Siang tadi, aku masih
menatap ponsel berkali-kali, berharap itu kamu yang mungkin saja sama rindunya
denganku. Sayang, kautahu aku ini pemuda yang senang merajuk tapi didalam hati
ini ada rindu yang ingin meledak dalam amarah. Seperti janji-janji kita pada
setiap pesan singkat, entah kapan Tuhan mau inginkan hal itu terjadi, kita
pasti akan berpeluk secara nyata. Doa yang kusebutkan malam itu pasti menemukan
jawabannya dan jawaban itu adalah kamu. Tapi, aku tak tahu kapan saat itu
datang, aku tak tahu harus bersabar berapa lama lagi. Aku tak tahu harus
menunggu sampai kapan lagi.
Jemari ini telah
lelah menyentuh hatimu yang dingin.
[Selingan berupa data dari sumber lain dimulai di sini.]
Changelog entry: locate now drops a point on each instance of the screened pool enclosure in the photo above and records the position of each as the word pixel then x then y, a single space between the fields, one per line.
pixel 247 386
Kaki ini telah tak sanggup lagi melangkah
karena enggan kau bawa lari jauh-jauh lagi, aku takut dipersimpangan jalan
sana, kaukan meninggalkanku, mengejar tujuanmu sendiri tanpa menyertakanku
dalam langkahku. Adakah kau tahu, Sayang, pemuda yang selalu menunggumu pulang ini
tak secerewet ini jikasehari saja kau kabari dia, kausapa dia, kau beri sedikit
cium meskipun cium itu masih berbentuk emoticon dan tulisan.
Aku sendiri kesepian,
aku kehilangan senyumku, senyumku seakan-akan tergantung pada kehadiranmu. Kau
jauh disana, entah sedang apa atau mungkin sedang sibuk, mungkin disana kau
juga lupa ada yang diam-diam mendoakanmu, melipat tangannya, menitikan air
matanya, saat berkali-kali namamu tak absen dalam doanya.
Sayang, tolong
kembalikan senyumku. Eh, tapi aku sedikit senyum, deh. Aku tadi sedikit
tersenyum karena senyum tukang es kamilo yang berdiri didepan rumahku. Ya,
pokoknya singkat kata, kamu pulang ya. Cepet ! aku kangen kamu, kangen kita,
kangen semua. Tolong jangan pergi lagi.